Two resistors 6Ω and 12Ω in parallel, connected to 6V battery. Find total current.

• 1/R_total = 1/6 + 1/12 = 2/12 + 1/12 = 3/12 = 1/4
• R_total = 4Ω
• I = V/R = 6/4 = 1.5 A

Example 6: Power

A heater has resistance 50Ω, voltage 220V. Find power.

• P = V²/R = (220)²/50 = 48400/50 = 968 W

Example 7: Energy Cost

A 1000 W heater used for 5 hours daily.

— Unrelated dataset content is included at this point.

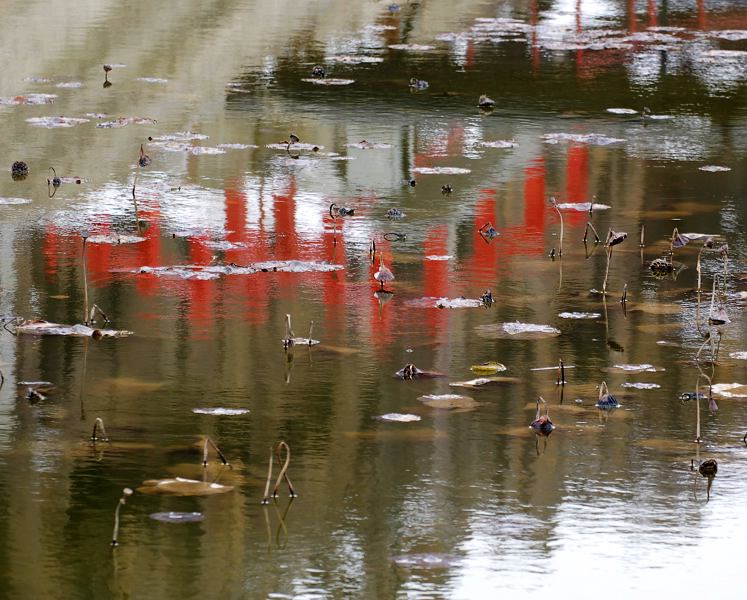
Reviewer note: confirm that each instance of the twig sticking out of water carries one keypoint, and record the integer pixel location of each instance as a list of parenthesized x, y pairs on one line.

Monthly energy and cost (₹5/unit)?

• Daily energy = 1000 × 5 = 5000 Wh = 5 kWh
• Monthly (30 days): 5 × 30 = 150 kWh = 150 units
• Cost: 150 × 5 = ₹750

9. Common Mistakes

1. Confusing series and parallel formulas

   • Series: R = R₁ + R₂ + ... (ADD)
   • Parallel: 1/R = 1/R₁ + 1/R₂ + ... (RECIPROCALS)

2. Wrong power formula

   • P = VI = I²R = V²/R — three forms, use what fits.

3. Units confusion

   • Watt = Joule/second. kWh ≠ kW.

4. Current direction

   • Conventional current: + to -. Electrons: - to +.

5. Resistance vs resistivity

   • RESISTANCE depends on shape (L, A) AND material
   • RESISTIVITY (ρ) is just material property

10. Real-World Applications

Indian Electricity Sector

• 95% of India electrified (2026)
• Major sources: coal (50%), solar (15%), hydro (12%), wind, nuclear
• Target: 500 GW renewable by 2030

Indian Power Companies

• NTPC (National Thermal Power)
• Tata Power
• Adani Power
• State utilities

Modern Uses

• Smartphones (battery + charging circuit)
• Electric vehicles (Tata, Mahindra EVs)
• Solar panels (DC to AC inverters)
• LED lights (saved India many GW)

11. Conclusion

Electricity is the FOUNDATION of modern life:

• Current: flow of charge
• Voltage: drives current
• Ohm's Law: V = IR
• Series and parallel: different rules
• Power: P = VI
• Energy: measured in kWh (units)

Master:

• Ohm's law
• Series/parallel formulas
• Power and energy
• Heating effect (Joule's law)
• Unit calculations (for bills!)

Practice 20+ problems. This is HIGH-MARK chapter (~10-12 marks).

Electricity: invisible but indispensable.